The 34-year-old will line up on the blocks against swimmers almost half his age when he competes at the Australian Swimming Championships which begin in Sydney on Friday.
Hackett said upheaval in his personal life led him back to the pool, but the distance champion said he is a different swimmer the second time around.
“I don’t have expectations like I did before and I sort of reserve the right to pull out at anytime,” he said
A lot of people are wondering why Hackett decided to return to competitive swimming almost seven years into his retirement.
“I sort of ask myself that same question when I’m training every morning and night,” he said.
The distance champion has rejoined the Miami Swimming Club on the Gold Coast.
He is being coached by Denis Cotterell, who guided Hackett to gold medals in the 1500 metres freestyle at the Sydney Olympics in 2000 and again in Athens in 2004.
Cotterell said retirement had not diminished Hackett’s work ethic.
“He trains like he used to and that’s as hard as anyone can possibly go,” Cotterell said.
The 34-year-old competed in two lead-up meets and clocked respectable times in the 200 metres and 400 metres freestyle events.
His coach says the former distance king is not contemplating a return to the 1500 metres, a race he dominated internationally for more than decade.
“It’s a little too short a time frame,” Cotterell said.
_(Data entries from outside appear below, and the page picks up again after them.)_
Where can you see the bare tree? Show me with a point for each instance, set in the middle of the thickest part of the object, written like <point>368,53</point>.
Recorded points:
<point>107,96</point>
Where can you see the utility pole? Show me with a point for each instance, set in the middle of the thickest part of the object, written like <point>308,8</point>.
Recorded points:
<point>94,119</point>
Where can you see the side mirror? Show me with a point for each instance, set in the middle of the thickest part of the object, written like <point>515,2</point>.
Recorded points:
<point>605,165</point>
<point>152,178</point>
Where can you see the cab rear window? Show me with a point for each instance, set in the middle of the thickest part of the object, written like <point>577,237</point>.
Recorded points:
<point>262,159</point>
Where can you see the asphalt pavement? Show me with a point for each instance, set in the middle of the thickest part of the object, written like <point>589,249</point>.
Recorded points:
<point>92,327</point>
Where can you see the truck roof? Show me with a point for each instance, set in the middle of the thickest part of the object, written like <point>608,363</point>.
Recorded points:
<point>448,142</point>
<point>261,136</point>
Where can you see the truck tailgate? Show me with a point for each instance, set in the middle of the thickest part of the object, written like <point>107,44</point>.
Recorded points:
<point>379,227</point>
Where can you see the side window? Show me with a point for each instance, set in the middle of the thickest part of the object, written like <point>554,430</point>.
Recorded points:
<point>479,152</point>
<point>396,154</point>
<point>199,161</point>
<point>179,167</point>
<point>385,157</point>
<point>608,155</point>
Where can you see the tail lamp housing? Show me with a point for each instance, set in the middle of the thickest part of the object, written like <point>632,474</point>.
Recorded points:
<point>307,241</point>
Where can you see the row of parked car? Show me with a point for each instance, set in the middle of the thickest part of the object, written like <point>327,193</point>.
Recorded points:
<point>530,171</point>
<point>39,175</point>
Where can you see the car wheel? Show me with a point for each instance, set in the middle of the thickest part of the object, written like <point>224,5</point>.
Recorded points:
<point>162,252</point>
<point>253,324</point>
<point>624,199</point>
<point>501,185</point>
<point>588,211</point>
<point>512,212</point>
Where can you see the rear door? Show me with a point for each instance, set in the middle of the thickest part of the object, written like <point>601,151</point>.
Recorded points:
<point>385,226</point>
Hackett agreed that the 1,500 metres was out of his reach.
“If I really want to continue with this and if I look to going all the way to the Olympic trials next year .. it’s just really too short a time frame,” he said.
“For the time that I’ve actually had out of the sport and the fitness and the base work that actually needs to be done for a race like that, it would just be too difficult.”
The sport has changed since Hackett retired in 2008 with athletes now doing more specific training and an increased focus on nutrition.
The 34-year-old is now learning from younger athletes including the world-number-one 200m freestyle swimmer Thomas Fraser-Holmes, as well as rising 1500m swimmer Jordan Harrison.
“Overall it’s actually the best squad that I have ever trained in so to just be alongside those guys and trying to be competitive every day is a real challenge for me,” Hackett said.
Hackett said his comeback is different from former team mate and friend, Ian Thorpe, who returned to the sport after four year hiatus and failed to qualify for the London Olympics in 2012.
“I think for me I have come from a totally different avenue as opposed to what Ian did,” he said.
“Ian was making a comeback really focused on the Olympics and it was probably a bit more grand than anything I was intending on doing.”
Hackett said he is excited to be competing at the Australian Championships and it will allow him to gauge his place among the country’s elite swimmers.
“Whilst I am enjoying it I will continue to do it but if I don’t enjoy it, I can pull out at any time because it’s not like I have set up any grand vision of this big comeback.
“I want to just enjoy swimming and hopefully swim fast.”
Hackett said he will not entertain the prospect of competing at next year’s Olympics in Rio.
“People talk about the Olympic Games but that is something I am not even thinking about,” he said.